Document Detail

Acyloxymethyl as a drug protecting group: Part 4. The hydrolysis of tertiary amidomethyl ester prodrugs of carboxylic acid agents.
MedLine Citation:
PMID:  9434286     Owner:  NLM     Status:  MEDLINE    
PURPOSE: Novel tertiary amidomethyl esters were synthesized and evaluated as potential prodrugs of carboxylic acid agents. METHODS: The hydrolyses of the title compounds in buffer solutions and in plasma were studied by UV spectroscopy and HPLC. RESULTS: Amidomethyl esters were hydrolyzed by acid-catalyzed, base-catalyzed and pH-independent pathways. Both the acid-catalyzed, kH+, and pH-independent processes, ko, were strongly affected by the electronic and steric nature of the N-substituent in the pro-moiety.
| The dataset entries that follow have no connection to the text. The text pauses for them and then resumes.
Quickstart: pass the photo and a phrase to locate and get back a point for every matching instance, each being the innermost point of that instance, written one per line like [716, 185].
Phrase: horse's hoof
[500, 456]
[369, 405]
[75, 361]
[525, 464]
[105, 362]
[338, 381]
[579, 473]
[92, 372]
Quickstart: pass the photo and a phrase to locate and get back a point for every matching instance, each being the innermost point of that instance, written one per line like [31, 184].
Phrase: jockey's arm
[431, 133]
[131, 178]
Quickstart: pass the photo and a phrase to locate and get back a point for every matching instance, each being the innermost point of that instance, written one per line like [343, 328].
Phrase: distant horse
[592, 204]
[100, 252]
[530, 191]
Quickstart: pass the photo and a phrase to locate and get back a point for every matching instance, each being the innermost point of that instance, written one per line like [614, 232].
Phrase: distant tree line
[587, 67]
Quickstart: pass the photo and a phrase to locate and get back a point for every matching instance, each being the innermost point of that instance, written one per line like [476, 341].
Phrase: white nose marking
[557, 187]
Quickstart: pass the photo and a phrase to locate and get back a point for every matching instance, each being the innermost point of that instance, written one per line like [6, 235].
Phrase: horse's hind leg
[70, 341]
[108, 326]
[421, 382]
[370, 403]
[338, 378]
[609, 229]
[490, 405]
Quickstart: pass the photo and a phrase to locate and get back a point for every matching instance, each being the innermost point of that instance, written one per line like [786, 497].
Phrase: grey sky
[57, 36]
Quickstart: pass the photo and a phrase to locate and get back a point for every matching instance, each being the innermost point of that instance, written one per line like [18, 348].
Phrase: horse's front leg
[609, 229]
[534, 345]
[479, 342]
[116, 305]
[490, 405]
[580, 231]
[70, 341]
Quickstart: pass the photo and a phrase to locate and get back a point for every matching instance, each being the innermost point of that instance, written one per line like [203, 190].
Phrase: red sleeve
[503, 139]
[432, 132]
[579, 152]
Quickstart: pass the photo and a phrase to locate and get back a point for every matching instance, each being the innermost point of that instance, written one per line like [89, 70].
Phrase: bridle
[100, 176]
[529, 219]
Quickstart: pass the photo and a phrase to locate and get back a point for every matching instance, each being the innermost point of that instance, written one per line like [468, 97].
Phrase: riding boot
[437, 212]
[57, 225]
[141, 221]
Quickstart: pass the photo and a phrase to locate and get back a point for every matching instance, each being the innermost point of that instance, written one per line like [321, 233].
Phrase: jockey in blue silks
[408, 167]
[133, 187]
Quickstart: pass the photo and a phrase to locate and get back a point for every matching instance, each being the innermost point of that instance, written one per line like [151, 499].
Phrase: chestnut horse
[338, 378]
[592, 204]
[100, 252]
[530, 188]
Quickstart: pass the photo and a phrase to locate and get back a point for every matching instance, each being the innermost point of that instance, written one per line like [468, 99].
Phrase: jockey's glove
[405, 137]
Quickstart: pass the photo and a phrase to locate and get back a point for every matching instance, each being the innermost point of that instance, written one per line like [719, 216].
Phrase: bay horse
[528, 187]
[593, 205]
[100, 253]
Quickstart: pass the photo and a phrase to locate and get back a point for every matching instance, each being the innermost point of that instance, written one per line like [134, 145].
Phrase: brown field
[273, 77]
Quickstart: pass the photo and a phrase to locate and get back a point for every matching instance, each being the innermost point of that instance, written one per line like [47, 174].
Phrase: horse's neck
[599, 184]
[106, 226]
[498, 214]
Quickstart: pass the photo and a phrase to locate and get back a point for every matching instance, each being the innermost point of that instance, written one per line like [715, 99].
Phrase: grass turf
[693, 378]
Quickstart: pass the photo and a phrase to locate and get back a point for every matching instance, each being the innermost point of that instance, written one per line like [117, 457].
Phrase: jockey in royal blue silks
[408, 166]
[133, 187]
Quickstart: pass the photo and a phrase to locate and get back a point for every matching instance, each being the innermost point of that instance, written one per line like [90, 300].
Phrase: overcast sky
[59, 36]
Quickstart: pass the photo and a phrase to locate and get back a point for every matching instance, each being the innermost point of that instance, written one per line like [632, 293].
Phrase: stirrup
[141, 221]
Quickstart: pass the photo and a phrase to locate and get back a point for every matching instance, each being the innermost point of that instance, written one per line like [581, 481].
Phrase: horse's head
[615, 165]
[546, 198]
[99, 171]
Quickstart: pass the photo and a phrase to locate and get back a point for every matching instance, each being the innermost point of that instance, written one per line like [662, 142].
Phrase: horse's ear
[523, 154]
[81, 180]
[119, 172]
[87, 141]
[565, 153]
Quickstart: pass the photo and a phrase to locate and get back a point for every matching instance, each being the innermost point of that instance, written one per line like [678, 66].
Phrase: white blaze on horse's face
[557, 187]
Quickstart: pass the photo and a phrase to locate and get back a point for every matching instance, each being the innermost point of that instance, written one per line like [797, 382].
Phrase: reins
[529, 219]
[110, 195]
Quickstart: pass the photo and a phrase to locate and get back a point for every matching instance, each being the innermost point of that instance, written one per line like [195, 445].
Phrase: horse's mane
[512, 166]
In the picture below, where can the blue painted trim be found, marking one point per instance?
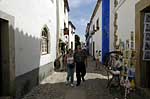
(105, 27)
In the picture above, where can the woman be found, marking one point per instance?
(70, 67)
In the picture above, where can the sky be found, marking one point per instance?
(80, 14)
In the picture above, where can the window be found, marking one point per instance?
(97, 24)
(93, 27)
(44, 41)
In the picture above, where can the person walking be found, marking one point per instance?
(70, 67)
(80, 58)
(97, 56)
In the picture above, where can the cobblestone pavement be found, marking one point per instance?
(53, 87)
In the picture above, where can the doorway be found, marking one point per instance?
(4, 58)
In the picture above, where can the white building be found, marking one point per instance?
(125, 22)
(62, 21)
(71, 38)
(28, 43)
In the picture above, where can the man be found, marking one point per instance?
(80, 58)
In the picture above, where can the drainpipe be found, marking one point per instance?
(57, 28)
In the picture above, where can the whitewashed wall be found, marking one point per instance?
(30, 17)
(126, 19)
(71, 37)
(97, 37)
(111, 46)
(63, 17)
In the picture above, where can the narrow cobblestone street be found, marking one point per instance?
(53, 87)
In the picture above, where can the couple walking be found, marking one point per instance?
(77, 60)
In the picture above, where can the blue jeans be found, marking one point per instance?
(70, 72)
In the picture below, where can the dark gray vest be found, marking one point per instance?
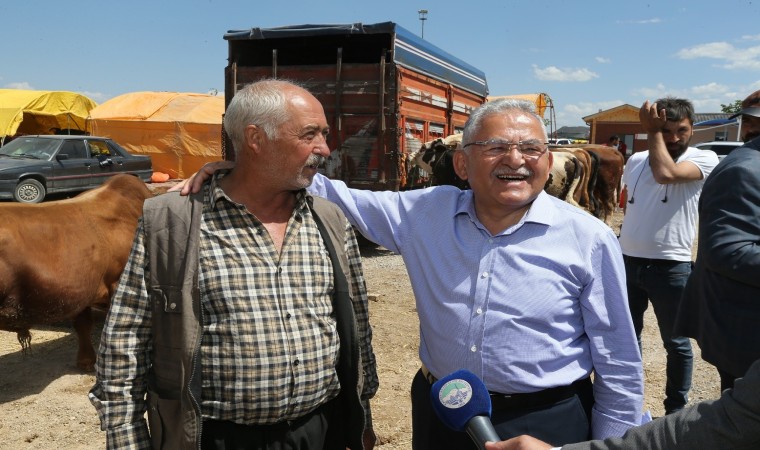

For both processes, the electronic effect exerted greater influence, and electron-withdrawing substituents retarded reaction. The pH-independent hydrolysis of amidomethyl esters were dependent on the pKa of the carboxylate leaving group, giving a Brönsted beta(1g) value -0.91. The base-catalyzed, kOH-, pathway was mainly affected by the steric bulk of the nitrogen substituents in the amide moiety, the reactivity being reduced with larger N-substituents. Hydrolysis in human plasma appeared to be mediated by enzymic processes and is dependent upon the steric bulk in the carboxylic acid moiety. Plasma hydrolysis rates were inversely dependent on the lipophilicity of the ester. CONCLUSIONS: Derivatives containing the ethyl hippurate carrier are useful prodrugs for carboxylic acid-containing drugs with pKa > 3.5, such as non-steroidal anti-inflammatory agents and valproic acid.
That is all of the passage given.